Clay and Maggie looked at one another, neither able to divine the other’s thoughts. Clay imagined the ache in Maggie’s chest was the same as his own, the creeping realization that the ones they had known and loved were truly gone. He tried to imagine watching Christine, even the thing she had become, burning alive before him, and squeezed his eyes shut against the image. It lingered, the blackening skin, the cracking scales of her flesh revealing burning red beneath.

“It’s horrible, I know,” Hauptmann said. “But it must be done. You will stay here tonight, rest. Prepare yourselves. Tomorrow will be a difficult day for us all.”

He and Maggie had spoken very little after excusing themselves from Hauptmann’s home to find food. It was strange seeing the village going about its business while, somewhere in the jungle beyond, their friends and lovers went about their dark business.

“I can’t do it. I won’t,” Maggie said as they sat at a picnic table outside a cantina. Clay was pushing a burrito around with a plastic fork, nestled in a red basket lined by wax paper.

“Okay,” he said simply.

“We should go. Just leave.”

Clay nodded, staring at the flour tortilla as it came apart and revealed the ground beef and grilled onions inside. It was greasy and the way it glistened under the fading sun reminded him of the reflection off Christine’s gray-skinned body. He dropped his fork in the basket and rolled a napkin between his hands.

“I won’t leave her like that,” he said, meeting Maggie’s eyes. “For all I know she’s in pain. Even if she’s not, Hauptmann’s right. We can’t let them escape. You saw how fast it took Justine.”

“Yeah, I did,” Maggie spat back, the bitterness in her voice sharp and pained. “But that doesn’t mean I want to set her on fire.”

“Like I said, you don’t have to go.”

Clay stood and stretched, his hands in the small of his back.

“You stay behind tomorrow,” he said, straightening. “I’ll go with Hauptmann. When it’s done, I’ll come back and we’ll leave.”

“You’d kill them?”

“I don’t know what else to do, Mags!” He lowered his voice, seeing eyes turn to the American strangers in the village. “It’s not like we can call the embassy, or their folks. I feel sick at the thought of doing this, but it’s got to be done. Just try not to make me think too much about it, because I hate myself enough for both of us, okay?”

Maggie was slack-jawed as she stared up at him from the bench. She looked down, then back at Clay, her eyes steelier than before.

“Fine. I’ll wait until you get back. Then we’ll go home.”

They marched through the jungle, Christine in the center, the rest in a circle around her. All seven moved in time, their footfalls precisely mirroring one another, bending and twisting gracefully through the foliage. They ignored the trail. Christine led them, reaching out to the village and sensing the four hundred souls preparing for bed or drinking in the cantina.
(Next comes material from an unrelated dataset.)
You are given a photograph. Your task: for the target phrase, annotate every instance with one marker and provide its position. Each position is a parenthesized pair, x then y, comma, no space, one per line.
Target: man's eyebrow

The Justine-drone emerged from her cocoon and descended into the pleasure of her obedience and the collective mind of her brother and sisters. There had been time enough to welcome her properly, impaled by the Stephen-drone’s phallus while her sisters had caressed her, and her long, slender tongue lapped at the rubber skin of her siblings. When they had shared in her climax, and then another, Christine had ordered them forward, their bodies glistening under the moonlight that filtered through the high canopy of the jungle.

Around them, the wildlife fled, detecting something off about these creatures. Christine could feel their simple thoughts, but her focus lay on the village below, rapidly approaching. It was faint, but she could find Clay’s mind in the babbling chorus. She could not divine his thoughts precisely yet, but she would. She would feel him submerged into the pool of their thinking and be born anew in it. And she would give him such bliss. His terror was obvious, and Christine believed something else colored his emotions, but it was dark and unpleasant and Christine discarded the unpleasant aura. Soon, he would only know happiness.

When they broke through the line of trees where the jungle began, Christine paused and the drones stopped in time with her, awaiting further instruction. When they were left to their own thoughts, she could hear tender worship from them. Pure love and awe radiating from them, and that worship warmed her, made her whole.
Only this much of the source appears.